What did I do this week?

As I have mentioned in my past blog, our upstream build had a bug and due to that I couldn't create pull request for my work on asynchronous cvedb. I have created PR: Added asynchronous cvedb module after a patch for the bug got merged.

I have improved many things in this PR since I last discussed. I am using aiohttp to download NVD dataset instead of requesting with multiprocessing pool. This has improved our downloading speed since now every tasks are downloading concurrently in same thread instead of 4 tasks at a time with process pool. My teammate Harmandeep singh is working on improving output of the CVE Binary Tool and he has mentioned me that he is going to use rich library to improve console output and it also provides beautiful progress bar so, it would be nice to have one for updating database. So, I have started looking into the docs of the rich library and I have implemented the progress bar functionality for downloading and loading database. Here is the quick demo:

To implement this, I have used track function from rich library which create a wrapper around normal generator to provide progress bar functionality. Normally in asyncio workflow, we create bunch of tasks and wait for all of them to finish but to track progress I need to have a generator that yield a task as they complete. Hopefully, asyncio provide this functionality with asyncio.as_completed generator which yield task as they finished. Here is the code for that:

total_tasks = len(tasks)
for task in track(
    asyncio.as_completed(tasks),
    description="Downloading CVEs...",
    total=total_tasks,
):
    await task

Here, a task is a coroutine that download CVEs for a year from NVD datafeeds and tasks are simply list of these tasks.

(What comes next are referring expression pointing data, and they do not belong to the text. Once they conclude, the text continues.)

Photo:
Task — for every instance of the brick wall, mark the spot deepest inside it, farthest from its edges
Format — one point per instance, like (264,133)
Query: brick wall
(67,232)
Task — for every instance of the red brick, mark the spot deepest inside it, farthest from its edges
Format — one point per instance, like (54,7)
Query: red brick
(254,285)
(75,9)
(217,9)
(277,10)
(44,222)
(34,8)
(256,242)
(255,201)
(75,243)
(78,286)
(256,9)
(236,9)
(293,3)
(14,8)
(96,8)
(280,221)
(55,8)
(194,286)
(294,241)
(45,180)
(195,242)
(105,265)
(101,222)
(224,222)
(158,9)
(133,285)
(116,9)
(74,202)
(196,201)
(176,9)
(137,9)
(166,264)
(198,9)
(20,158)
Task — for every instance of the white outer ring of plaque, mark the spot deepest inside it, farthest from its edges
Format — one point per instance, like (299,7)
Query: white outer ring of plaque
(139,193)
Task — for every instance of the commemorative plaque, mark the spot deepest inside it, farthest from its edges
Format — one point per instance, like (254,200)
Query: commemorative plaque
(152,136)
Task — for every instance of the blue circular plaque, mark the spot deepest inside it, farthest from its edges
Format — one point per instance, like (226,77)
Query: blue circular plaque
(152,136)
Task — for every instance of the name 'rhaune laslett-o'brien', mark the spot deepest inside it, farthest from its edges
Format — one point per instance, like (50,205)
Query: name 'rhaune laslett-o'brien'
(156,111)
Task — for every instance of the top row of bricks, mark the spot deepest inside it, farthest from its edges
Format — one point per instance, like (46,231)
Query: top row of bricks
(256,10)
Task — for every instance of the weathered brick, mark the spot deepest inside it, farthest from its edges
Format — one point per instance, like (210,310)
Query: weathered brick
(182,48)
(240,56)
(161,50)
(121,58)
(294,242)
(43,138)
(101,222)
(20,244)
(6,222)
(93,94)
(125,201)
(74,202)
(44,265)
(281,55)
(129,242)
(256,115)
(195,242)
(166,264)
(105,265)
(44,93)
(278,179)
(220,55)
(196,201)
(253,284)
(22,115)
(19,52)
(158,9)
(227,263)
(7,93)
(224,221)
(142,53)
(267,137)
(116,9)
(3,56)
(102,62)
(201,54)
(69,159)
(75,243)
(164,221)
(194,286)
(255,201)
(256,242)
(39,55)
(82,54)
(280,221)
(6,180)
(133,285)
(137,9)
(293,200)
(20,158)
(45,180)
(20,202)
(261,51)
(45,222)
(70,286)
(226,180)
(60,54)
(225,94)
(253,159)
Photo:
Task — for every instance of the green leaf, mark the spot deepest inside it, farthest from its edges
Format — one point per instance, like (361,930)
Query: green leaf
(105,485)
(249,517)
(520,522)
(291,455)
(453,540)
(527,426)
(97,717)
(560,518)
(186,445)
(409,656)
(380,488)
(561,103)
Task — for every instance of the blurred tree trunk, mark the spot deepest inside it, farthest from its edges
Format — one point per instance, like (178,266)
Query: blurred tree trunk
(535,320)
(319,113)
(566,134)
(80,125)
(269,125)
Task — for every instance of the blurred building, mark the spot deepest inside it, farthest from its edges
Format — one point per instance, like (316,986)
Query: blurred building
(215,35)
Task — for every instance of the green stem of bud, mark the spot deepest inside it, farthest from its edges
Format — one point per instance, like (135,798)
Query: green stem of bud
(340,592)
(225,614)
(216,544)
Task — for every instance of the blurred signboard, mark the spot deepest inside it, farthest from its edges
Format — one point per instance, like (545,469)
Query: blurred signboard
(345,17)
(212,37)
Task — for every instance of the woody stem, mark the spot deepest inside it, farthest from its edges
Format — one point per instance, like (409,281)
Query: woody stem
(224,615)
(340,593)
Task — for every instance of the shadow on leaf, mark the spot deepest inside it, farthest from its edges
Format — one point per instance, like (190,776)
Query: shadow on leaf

Currently, we are using official curl website to supplement CVEs for curl. They provide tabular data of CVE description, from version, to version, CVE number and CWE. Until now, we were only fetching CVE number from the website and storing it to our local database but now I am storing every fields from the curl website and storing it to the local cache and database. This will help user get more detailed information.

There was also a bug in my code for getting event loop and it was breaking our CI. I have found out that event loop can only exist in the main thread by default and since we are running tests in parallel with pytest-xdist and sometimes, CI fails with RuntimeError: There is no current event loop in thread 'Dummy-1' and I have fixed it with creating my own custom get_event_loop function which tries to get event loop using asyncio.get_event_loop but if it can't then it creates a new event loop and set it as default event loop for this thread. Here's the snippet for my custom get_event_loop:

def get_event_loop():
    try:
        loop = asyncio.get_event_loop()
    except RuntimeError:
        loop = asyncio.new_event_loop()
        asyncio.set_event_loop(loop)
    if sys.platform.startswith("win"):
        if isinstance(loop, asyncio.SelectorEventLoop):
            loop = asyncio.ProactorEventLoop()
            asyncio.set_event_loop(loop)
    return loop